On that 2015 Record Warmest Claim

January 22nd, 2016 by Roy W. Spencer, Ph. D.

We now have the official NOAA-NASA report that 2015 was the warmest year by far in the surface thermometer record. John and I predicted this would be the case fully 7 months ago, when we called 2015 as the winner.

In contrast, our satellite analysis has 2015 only third warmest which has also been widely reported for weeks now. I understand that the RSS satellite analysis has it 4th warmest.

And yet I have had many e-mail requests to address the new reports of warmest year on record. I’ve been reluctant to because, well, this is all old news. (Also, my blog has been under almost constant “brute force login attacks” for the last month, from a variety of IP addresses, making posting nearly impossible most days).

There are many things I could say, but I would be repeating myself:

– Land measurements …that thermometers over land appear to have serious spurious warming issues from urbanization effects. Anthony Watts is to be credited for spearheading the effort to demonstrate this over the U.S. where recent warming has been exaggerated by about 60%, and I suspect the problem in other regions of the global will be at least as bad. Apparently, the NOAA homogenization procedure forces good data to match bad data. That the raw data has serious spurious warming effects is easy to demonstrate…and has been for the last 50 years in the peer-reviewed literature….why is it not yet explicitly estimated and removed?

– Ocean Measurements …that even some NOAA scientists don’t like the new Karlized ocean surface temperature dataset that made the global warming pause disappear; many feel it also forces good data to agree with bad data. (I see a common theme here.)

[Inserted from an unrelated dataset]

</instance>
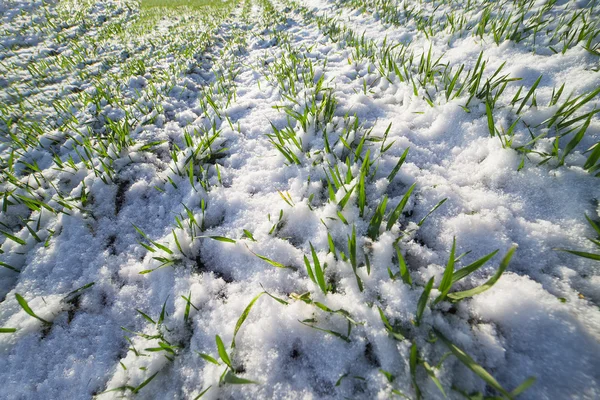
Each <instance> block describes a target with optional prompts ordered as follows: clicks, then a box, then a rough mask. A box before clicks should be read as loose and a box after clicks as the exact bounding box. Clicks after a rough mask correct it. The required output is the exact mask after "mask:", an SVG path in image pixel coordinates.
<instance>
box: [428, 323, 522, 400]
mask: <svg viewBox="0 0 600 400" xmlns="http://www.w3.org/2000/svg"><path fill="white" fill-rule="evenodd" d="M433 330H434V332H435V334H436V336H437V337H438V338H440V339H441V340H442V342H444V344H445V345H446V347H448V348H449V349H450V351H451V352H452V354H454V356H456V358H458V359H459V361H460V362H462V363H463V364H464V365H465V366H466V367H467V368H469V369H470V370H471V371H473V372H474V373H475V374H476V375H477V376H479V377H480V378H481V379H483V380H484V381H485V382H486V383H487V384H488V385H490V386H491V387H493V388H494V389H496V390H497V391H499V392H500V393H502V394H503V395H504V396H506V397H508V398H509V399H510V398H512V395H511V394H510V393H508V392H507V391H506V390H504V388H503V387H502V386H501V385H500V384H499V383H498V381H497V380H496V379H495V378H494V377H493V376H492V375H491V374H490V373H489V372H487V371H486V370H485V369H484V368H483V367H482V366H481V365H479V364H477V363H476V362H475V360H473V359H472V358H471V357H470V356H469V355H468V354H467V353H465V352H464V351H463V350H462V349H460V348H459V347H458V346H456V345H455V344H454V343H452V342H450V341H449V340H448V339H446V337H445V336H444V335H442V334H441V333H440V332H439V331H438V330H436V329H435V328H434V329H433Z"/></svg>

– El Nino …that a goodly portion of the record warmth in 2015 was naturally induced, just as it was in previous record warm years.

– Thermometers Still Disagree with Models …that even if 2015 is the warmest on record, and NOAA has exactly the right answer, it is still well below the average forecast of the IPCC’s climate models, and something very close to that average forms the basis for global warming policy. In other words, even if every successive year is a new record, it matters quite a lot just how much warming we are talking about.

Then we have scientists out there claiming silly things, like the satellites measure temperatures at atmospheric altitudes where people don’t live anyway, so we should ignore them.

Oh, really? Would those same scientists also claim we should ignore the ocean heat content measurements — also where nobody lives — even though that is supposedly the most important piece of evidence that heat is accumulating in the climate system?

Hmmm?

Finally, I don’t see why any of this matters anyway. Didn’t the Paris agreement in December signify that world governments are going to fix the global warming problem?

Or was that message oversold, too?

I’m not claiming our satellite dataset is necessarily the best global temperature dataset in terms of trends, even though I currently suspect it is closer to being accurate than the surface record — that will be for history to decide. The divergence in surface and satellite trends remains a mystery, and cannot (in my opinion) continue indefinitely if both happen to be largely correct.

But since the satellites generally agree with (1) radiosondes and (2) most global reanalysis datasets (which use all observations radiosondes, surface temperatures, commercial aircraft, satellites, etc. everything except the kitchen sink), I think the fact that NOAA-NASA essentially ignores it reveals an institutional bias that the public who pays the bills is becoming increasingly aware of.

And this brings up the elephant in the room that I have a difficult time ignoring

By now it has become a truism that government agencies will prefer whichever dataset supports the governments desired policies. You might think that government agencies are only out to report the truth, but if that’s the case, why are these agencies run by political appointees?

I can say this as a former government employee who used to help NASA sell its programs to congress: We weren’t funded to investigate non-problems, and if global warming were ever to become a non-problem, funding would go away. I was told what I could and couldn’t say to Congress…Jim Hansen got to say whatever he wanted. I grew tired of it, and resigned.

Let me be clear: I’m not saying climate change is a non-problem; only that government programs that fund almost 100% of the research into climate change cannot be viewed as unbiased. Agencies can only maintain (or, preferable, grow) their budgets if the problem they want to study persists. Since at least the 1980s, an institutional bias exists which has encouraged the climate research community to view virtually all climate change as human-caused.

There indeed is a climate change problem to study…but I don’t think we know with any certainty how much is natural versus manmade. There is no way to know, because there is (contrary to the IPCC’s claims) no fingerprint of human versus natural warming. Even natural warming originating over the ocean will cause faster warming over land than over ocean, just as we already observe.

But since the government has framed virtually all of the research programs in terms of human-caused climate change, that’s what the funded scientists will dutifully report it to be, in terms of supposed causation.

And until the culture in the government funding agencies changes, I don’t see a new way of doing business materializing. It might require congress to direct the funding agencies to spend at least a small portion of their budgets to look for evidence of natural causes of climate change.

Because scientists, I have learned, will tend to find whatever they are paid to find in terms of causation…which is sometimes very difficult to pin down in science.